The figures are not surprising to market watchers. The year-long U.S.-China trade war, still with no end in sight, has hit the country's economy hard.
Louis Tse Ming-kwong, managing director of VC Asset Management, told the South China Morning Post that while the outlook for Chinese banks remains cautious because the overall bad loan level of about 300% of GDP is high, it is still manageable. The problem is that banks are shying away from lending to each other.
It is the smaller banks in China that are the most affected. The country's numerous local banks have been struggling to raise the capital needed to be able to offer more loans, particularly to the SME sector, to drive new, innovative growth to combat a slowing economy. This is bad news for the government, which is particularly trying to boost SME lending to help stabilize economic growth.
A troubled picture started to emerge when the operation of Inner Mongolia-based Baoshang Bank was taken over for the first time by the regulators in May, citing serious "credit risks". Despite the tiny size of the bank book (Baoshang Bank had only about $83 billion on its books compared with Industrial and Commercial Bank of China, or ICBC, China's biggest bank, with assets of more than $4 trillion), the unexpected takeover shook the foundations of Chinese banking, and immediately set off a crisis of confidence, weakening small banks. With mounting fears that it could cause the entire banking system to seize up, the People's Bank of China, stepped in and injected about Rmb2 trillion into the interbank market to ease the lack of liquidity.
Another small bank soon followed. In July, according to a report by the Shanghai Securities News, Yantai-based regional lender HengFeng Bank was taken over by Central Huijin Investment, a government-owned investment fund. Then at the end of July, Hong Kong-listed Bank of Jinzhou, whose shares had been suspended from trading in April, announced it was being bailed out with capital injections from ICBC and two of China's largest state-controlled distressed debt managers.

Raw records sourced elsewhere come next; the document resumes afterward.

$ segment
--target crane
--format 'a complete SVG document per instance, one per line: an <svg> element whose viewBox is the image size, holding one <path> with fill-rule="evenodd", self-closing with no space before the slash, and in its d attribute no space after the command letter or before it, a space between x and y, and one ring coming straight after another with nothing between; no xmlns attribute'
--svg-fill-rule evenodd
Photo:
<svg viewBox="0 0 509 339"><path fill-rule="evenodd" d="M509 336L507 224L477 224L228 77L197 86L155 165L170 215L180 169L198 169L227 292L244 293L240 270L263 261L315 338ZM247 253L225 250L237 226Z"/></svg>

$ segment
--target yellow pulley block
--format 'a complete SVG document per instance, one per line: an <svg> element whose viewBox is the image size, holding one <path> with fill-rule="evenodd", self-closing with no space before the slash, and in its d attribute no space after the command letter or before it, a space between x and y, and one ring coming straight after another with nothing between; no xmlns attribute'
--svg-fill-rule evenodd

Aiming to counter a dangerous credit crunch extending across the broader financial sector, the central bank directed large state-owned banks to lend short-term cash to troubled securities brokers and other nonbank financial institutions. However, tensions in the money market remain high as other banks watch closely for signs that more small banks are on the brink of failure.
To reassure markets, CBIRC vice chairman Zhou Liang has said that because small and medium-sized banks are irreplaceable in China's financial system, the central government will continue to support them to better serve their local communities. Market analysts have said, however, that the likelihood of another government takeover of a smaller bank in the near future remains high. Despite government assurances, this is making many banks very cautious about lending to smaller players in the industry.